The judge may require the defense attorney or prosecutor to submit evidence in support of the motion.
Or to get the case off the docket, the judge may dismiss the case without prejudice in case the defendant suddenly reappears at a later date.
What Happens To The Restitution If The Defendant Dies?
If the defendant dies before the judgment of restitution can be entered, the case is dismissed, regardless of what point the case is at.
For example, if the jury returns a verdict, and the defendant is sentenced in open court, but the judgment is not filed, the case will likely not proceed.
As a result, a victim (or the state on behalf of the victim) cannot pursue recovery of the judgment from the defendant’s estate.
Instead, the victim would likely need to pursue claims against the defendant’s estate from the beginning for the losses suffered as a result of the defendant’s behavior, assuming the the applicable statute of limitations has not already passed and the local laws allow the victim to pursue the defendant’s estate for the damages.
If the judgment of restitution has already been entered, the victim should be able to pursue recovery of the judgment through the estate proceeding.
What Happens To The Case If The Defendant Dies While The Case Is On Appeal?

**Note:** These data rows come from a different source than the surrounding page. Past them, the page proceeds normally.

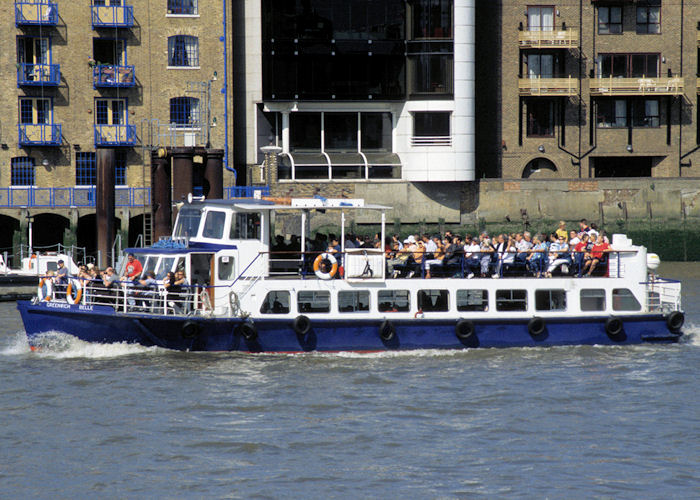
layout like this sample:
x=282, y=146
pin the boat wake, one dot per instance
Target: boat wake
x=59, y=345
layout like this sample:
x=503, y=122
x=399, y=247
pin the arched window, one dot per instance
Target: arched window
x=182, y=7
x=540, y=168
x=184, y=112
x=183, y=51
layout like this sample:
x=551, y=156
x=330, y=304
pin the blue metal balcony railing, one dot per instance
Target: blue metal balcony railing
x=112, y=16
x=44, y=13
x=39, y=134
x=38, y=74
x=115, y=135
x=66, y=197
x=109, y=75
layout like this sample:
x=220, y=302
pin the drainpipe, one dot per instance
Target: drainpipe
x=225, y=89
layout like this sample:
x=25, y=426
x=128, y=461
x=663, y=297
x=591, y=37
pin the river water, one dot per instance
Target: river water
x=569, y=422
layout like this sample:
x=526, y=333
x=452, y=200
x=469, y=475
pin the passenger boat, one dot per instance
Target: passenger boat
x=243, y=296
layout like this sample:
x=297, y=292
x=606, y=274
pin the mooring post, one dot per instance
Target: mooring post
x=104, y=205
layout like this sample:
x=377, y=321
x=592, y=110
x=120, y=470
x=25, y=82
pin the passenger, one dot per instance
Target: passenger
x=580, y=251
x=486, y=252
x=537, y=257
x=472, y=257
x=61, y=280
x=559, y=256
x=597, y=255
x=133, y=268
x=561, y=230
x=438, y=255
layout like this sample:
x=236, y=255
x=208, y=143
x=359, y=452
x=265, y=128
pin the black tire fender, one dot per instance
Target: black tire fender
x=189, y=330
x=536, y=326
x=301, y=325
x=247, y=330
x=464, y=329
x=675, y=320
x=387, y=330
x=613, y=326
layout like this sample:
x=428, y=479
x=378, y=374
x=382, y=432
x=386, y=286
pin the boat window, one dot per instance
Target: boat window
x=149, y=264
x=245, y=226
x=393, y=300
x=214, y=225
x=550, y=300
x=353, y=301
x=433, y=300
x=311, y=302
x=593, y=299
x=226, y=267
x=165, y=265
x=624, y=300
x=511, y=300
x=472, y=300
x=276, y=302
x=187, y=222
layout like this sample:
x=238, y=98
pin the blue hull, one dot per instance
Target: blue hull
x=102, y=324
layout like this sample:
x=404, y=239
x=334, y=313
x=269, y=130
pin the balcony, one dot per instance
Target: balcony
x=115, y=135
x=39, y=134
x=563, y=39
x=112, y=16
x=108, y=75
x=610, y=86
x=44, y=13
x=548, y=86
x=38, y=74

It is our understanding that the appeal would be dismissed if the defendant dies while the case in on appeal and the original final judgment would be left in place.
That being said, the underlying case that proceeded to full and final judgment may also be dismissed in some jurisdictions, though the law isn’t necessarily clear that this is necessary or even the correct outcome.

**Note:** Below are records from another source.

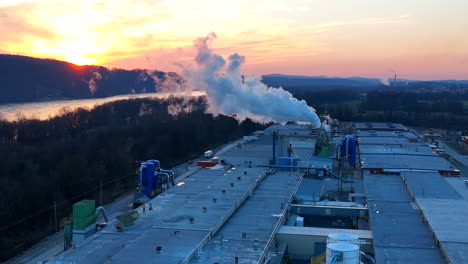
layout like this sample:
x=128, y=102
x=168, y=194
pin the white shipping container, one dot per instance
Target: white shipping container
x=208, y=154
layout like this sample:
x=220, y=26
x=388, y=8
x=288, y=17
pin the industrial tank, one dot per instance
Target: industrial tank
x=343, y=237
x=342, y=253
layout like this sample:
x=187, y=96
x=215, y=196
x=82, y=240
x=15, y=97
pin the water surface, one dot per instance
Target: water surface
x=44, y=110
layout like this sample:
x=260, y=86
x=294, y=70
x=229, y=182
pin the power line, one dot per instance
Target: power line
x=61, y=203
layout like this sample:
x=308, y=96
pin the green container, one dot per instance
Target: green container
x=84, y=222
x=324, y=152
x=84, y=208
x=84, y=214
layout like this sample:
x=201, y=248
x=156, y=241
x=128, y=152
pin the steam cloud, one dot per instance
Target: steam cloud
x=92, y=82
x=231, y=93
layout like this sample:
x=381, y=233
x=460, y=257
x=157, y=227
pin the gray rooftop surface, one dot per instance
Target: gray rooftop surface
x=447, y=218
x=251, y=202
x=170, y=213
x=308, y=188
x=445, y=210
x=382, y=140
x=405, y=162
x=379, y=126
x=257, y=217
x=405, y=149
x=429, y=185
x=397, y=134
x=396, y=223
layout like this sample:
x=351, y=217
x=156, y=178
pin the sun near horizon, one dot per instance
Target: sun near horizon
x=418, y=39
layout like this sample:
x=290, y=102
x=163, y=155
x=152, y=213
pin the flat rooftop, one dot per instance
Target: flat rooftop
x=445, y=210
x=383, y=140
x=168, y=225
x=400, y=235
x=223, y=204
x=405, y=162
x=378, y=133
x=403, y=149
x=257, y=218
x=380, y=126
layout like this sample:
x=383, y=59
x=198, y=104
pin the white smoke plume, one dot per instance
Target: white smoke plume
x=92, y=82
x=231, y=93
x=385, y=81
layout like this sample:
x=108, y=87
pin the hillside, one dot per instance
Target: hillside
x=27, y=79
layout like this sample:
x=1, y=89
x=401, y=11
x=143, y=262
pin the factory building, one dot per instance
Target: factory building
x=285, y=196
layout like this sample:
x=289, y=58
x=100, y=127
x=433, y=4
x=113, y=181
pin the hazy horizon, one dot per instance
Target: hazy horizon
x=421, y=40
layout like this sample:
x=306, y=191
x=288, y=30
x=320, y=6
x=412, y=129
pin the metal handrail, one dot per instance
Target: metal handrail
x=280, y=222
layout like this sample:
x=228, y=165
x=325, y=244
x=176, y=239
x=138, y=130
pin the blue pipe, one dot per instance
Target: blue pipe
x=368, y=257
x=335, y=258
x=274, y=149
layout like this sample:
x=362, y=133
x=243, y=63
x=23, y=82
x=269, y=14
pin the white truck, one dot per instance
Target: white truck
x=208, y=154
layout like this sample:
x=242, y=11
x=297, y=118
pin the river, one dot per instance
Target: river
x=44, y=110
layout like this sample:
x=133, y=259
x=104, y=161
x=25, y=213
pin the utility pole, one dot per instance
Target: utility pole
x=55, y=216
x=100, y=192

What Is Abatement Ab Initio and Will It Apply When The Defendant Dies?
Abatement ab initio is the legal term for vacating everything that happened in the case all the way back to the very beginning.
If a case is abated ab initio, the case (and the defendant) are treated as though none of it every happened.
The application of abatement ab initio is not consistent throughout the United States when a defendant dies.
It is most commonly seen used in situations where the defendant dies during an appeal.
In those cases, if abatement ab initio not only halts the appeal, but also vacates, removes, and deletes the underlying proceeding, as if the original conviction/decision had never happened.
In some jurisdictions, abatement ab initio is used when the defendant dies during the pendency of the original case, before a judgment of any kind can be entered.
In the last few years, it appears that courts are moving away from the use of this doctrine.
For the victim, having the case completely vacated after a judgment of restitution had already been entered would be a significant blow, as the victim would then be left with the responsibility of pursuing the defendant’s estate for the damages.
The judgment would be much easier to collect on from the estate than having to start the claim from scratch against the estate.